6. The method of claim 5,
Wherein the rule-based detection processing unit is configured to notify that an abnormal pattern is displayed and that an administrator or an expert needs to be determined if the abnormal pattern candidate is determined.

6. The method of claim 5,
Wherein the vectorization unit is configured to quantize all of the received data fields in time series.

6. The method of claim 5,
Wherein the vectorization unit is configured to generate a data vector in all cases for non-numeric data of the received data fields.

6. The method of claim 5,
Wherein the vectorization unit is configured to represent all or a part of the received data field as non-numeric data when all of the received data fields are numeric data.

6. The method of claim 5,
Wherein the database is configured to store key data and statistic vectors corresponding to data fields judged as abnormal patterns.

6. The method of claim 5,
And a filtering unit for receiving and filtering data, which is a set of at least one data field, and providing the data to the rule-based detection processing unit and the vectorization unit.

A rule-based determination step of determining whether the received data field is an abnormal pattern based on a rule;
Generating a data vector by vectorizing the received data field if the result of the determination is not an abnormal pattern;
A neural network-based determination step of receiving the data vector and determining whether an abnormal pattern is based on a neural network; And
Storing information on a data field determined as an abnormal pattern as a result of the rule base and the neural network;
And detecting the abnormal pattern.

16. The method of claim 15,
Wherein the rule-based decision step is performed by a hierarchical action knowledge space method.

16. The method of claim 15,
Wherein the vectorization unit is configured to digitize all of the received data fields in time series.

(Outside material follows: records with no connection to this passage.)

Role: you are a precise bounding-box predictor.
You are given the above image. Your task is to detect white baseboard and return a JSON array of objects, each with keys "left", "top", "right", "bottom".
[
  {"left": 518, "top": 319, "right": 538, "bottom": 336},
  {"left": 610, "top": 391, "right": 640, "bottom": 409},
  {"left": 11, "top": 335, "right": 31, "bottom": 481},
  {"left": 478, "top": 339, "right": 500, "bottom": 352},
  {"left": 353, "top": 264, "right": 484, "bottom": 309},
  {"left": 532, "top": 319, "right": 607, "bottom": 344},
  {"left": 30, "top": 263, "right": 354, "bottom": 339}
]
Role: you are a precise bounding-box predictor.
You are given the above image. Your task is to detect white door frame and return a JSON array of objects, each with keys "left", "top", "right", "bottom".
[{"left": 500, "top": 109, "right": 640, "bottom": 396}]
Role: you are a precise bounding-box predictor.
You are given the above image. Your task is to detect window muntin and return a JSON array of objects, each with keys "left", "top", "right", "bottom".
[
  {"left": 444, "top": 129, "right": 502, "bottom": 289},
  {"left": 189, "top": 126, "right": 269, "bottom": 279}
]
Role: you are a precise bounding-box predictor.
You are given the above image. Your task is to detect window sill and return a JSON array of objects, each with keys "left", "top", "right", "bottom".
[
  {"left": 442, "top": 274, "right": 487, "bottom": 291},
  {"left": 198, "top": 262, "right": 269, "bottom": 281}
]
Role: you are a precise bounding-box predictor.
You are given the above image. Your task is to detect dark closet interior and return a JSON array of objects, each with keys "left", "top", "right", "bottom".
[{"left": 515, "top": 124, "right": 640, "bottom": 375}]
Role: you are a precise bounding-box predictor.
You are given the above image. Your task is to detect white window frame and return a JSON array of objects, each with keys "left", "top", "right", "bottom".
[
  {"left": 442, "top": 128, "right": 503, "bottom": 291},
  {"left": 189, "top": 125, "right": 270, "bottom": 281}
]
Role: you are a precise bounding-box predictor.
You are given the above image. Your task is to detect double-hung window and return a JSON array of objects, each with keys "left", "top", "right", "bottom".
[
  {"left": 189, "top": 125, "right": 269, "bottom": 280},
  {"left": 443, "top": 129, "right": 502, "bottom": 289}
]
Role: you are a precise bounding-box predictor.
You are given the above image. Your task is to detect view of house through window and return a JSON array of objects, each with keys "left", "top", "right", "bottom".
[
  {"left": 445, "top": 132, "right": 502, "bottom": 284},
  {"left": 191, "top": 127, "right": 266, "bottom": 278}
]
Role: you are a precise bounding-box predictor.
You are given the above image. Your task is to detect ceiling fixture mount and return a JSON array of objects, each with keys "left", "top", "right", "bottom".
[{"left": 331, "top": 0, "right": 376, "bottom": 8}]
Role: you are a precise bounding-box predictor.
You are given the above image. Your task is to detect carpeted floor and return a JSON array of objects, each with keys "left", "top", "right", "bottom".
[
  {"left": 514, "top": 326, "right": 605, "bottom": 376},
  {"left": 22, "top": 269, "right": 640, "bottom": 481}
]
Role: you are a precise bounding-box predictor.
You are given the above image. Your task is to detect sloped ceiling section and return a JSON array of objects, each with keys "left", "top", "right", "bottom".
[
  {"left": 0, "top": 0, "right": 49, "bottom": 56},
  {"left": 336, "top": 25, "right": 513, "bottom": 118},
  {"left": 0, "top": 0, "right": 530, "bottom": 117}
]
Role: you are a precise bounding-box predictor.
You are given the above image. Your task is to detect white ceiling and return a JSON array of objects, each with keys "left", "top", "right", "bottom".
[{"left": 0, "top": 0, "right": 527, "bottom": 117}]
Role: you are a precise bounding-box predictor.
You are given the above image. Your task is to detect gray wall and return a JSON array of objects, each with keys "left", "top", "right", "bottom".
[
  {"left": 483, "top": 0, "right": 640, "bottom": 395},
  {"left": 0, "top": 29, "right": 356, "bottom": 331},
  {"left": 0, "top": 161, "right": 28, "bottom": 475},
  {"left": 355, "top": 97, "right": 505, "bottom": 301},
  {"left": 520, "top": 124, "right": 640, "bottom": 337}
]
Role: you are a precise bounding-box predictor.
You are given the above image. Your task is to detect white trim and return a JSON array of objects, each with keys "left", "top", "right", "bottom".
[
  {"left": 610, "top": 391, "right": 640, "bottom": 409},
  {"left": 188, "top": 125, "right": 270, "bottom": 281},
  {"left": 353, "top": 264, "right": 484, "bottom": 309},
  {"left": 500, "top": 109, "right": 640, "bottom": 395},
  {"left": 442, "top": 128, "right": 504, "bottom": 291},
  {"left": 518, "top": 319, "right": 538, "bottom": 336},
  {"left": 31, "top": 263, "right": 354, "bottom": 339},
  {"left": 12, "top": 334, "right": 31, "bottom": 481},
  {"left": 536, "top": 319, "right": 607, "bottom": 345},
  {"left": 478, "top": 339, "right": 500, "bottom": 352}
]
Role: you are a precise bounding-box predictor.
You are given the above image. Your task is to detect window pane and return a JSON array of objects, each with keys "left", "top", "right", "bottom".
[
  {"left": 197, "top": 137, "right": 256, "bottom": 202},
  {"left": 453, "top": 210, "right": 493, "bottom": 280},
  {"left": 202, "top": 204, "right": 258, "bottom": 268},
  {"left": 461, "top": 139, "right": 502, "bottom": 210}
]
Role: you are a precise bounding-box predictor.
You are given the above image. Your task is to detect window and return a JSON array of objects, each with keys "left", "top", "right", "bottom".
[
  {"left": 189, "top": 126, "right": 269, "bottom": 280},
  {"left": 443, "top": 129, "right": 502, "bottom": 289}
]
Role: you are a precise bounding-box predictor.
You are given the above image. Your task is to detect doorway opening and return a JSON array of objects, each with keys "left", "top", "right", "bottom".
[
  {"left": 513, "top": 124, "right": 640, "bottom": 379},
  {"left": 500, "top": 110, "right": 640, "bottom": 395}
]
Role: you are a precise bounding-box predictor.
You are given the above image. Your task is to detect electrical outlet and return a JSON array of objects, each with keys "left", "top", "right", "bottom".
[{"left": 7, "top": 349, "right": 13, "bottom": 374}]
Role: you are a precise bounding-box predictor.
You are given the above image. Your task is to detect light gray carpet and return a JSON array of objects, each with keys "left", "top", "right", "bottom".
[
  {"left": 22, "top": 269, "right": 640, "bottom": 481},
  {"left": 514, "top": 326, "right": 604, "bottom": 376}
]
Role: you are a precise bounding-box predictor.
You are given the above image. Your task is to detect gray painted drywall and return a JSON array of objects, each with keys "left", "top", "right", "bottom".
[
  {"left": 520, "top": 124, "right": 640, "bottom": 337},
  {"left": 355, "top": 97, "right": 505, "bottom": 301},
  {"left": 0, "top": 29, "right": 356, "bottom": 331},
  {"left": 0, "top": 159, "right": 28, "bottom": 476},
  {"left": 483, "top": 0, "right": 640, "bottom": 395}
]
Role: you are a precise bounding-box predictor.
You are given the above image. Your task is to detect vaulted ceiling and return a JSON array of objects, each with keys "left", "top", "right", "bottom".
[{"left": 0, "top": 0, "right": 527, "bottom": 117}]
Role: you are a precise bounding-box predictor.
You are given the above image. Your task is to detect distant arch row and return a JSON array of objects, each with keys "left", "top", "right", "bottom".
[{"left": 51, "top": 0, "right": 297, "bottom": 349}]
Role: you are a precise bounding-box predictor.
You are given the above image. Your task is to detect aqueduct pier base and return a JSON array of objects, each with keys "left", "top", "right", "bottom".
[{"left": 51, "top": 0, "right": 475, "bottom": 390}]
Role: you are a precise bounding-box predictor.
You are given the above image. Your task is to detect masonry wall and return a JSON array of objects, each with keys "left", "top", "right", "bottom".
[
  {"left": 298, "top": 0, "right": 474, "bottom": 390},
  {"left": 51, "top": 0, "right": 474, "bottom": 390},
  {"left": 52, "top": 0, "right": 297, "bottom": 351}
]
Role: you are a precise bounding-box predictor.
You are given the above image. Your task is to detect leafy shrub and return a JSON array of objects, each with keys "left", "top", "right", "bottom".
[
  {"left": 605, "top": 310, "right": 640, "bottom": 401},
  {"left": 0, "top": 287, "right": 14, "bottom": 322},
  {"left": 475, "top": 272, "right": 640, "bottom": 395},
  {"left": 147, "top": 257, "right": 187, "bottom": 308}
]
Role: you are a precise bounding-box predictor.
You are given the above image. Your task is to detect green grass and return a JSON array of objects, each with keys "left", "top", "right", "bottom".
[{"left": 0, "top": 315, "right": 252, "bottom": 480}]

16. The method of claim 15,
Wherein the vectorization unit is configured to generate a data vector in all cases for non-numeric data of the received data fields.

16. The method of claim 15,
Wherein the vectorization unit is configured to represent all or a part of the received data field as non-numeric data when all of the received data fields are numeric data.

16. The method of claim 15,
Wherein the neural network based sensing processing unit is configured to include a time series modeling unit.

16. The method of claim 15,
Wherein the storing step includes storing key data and a statistic vector corresponding to the data field determined as the abnormal pattern.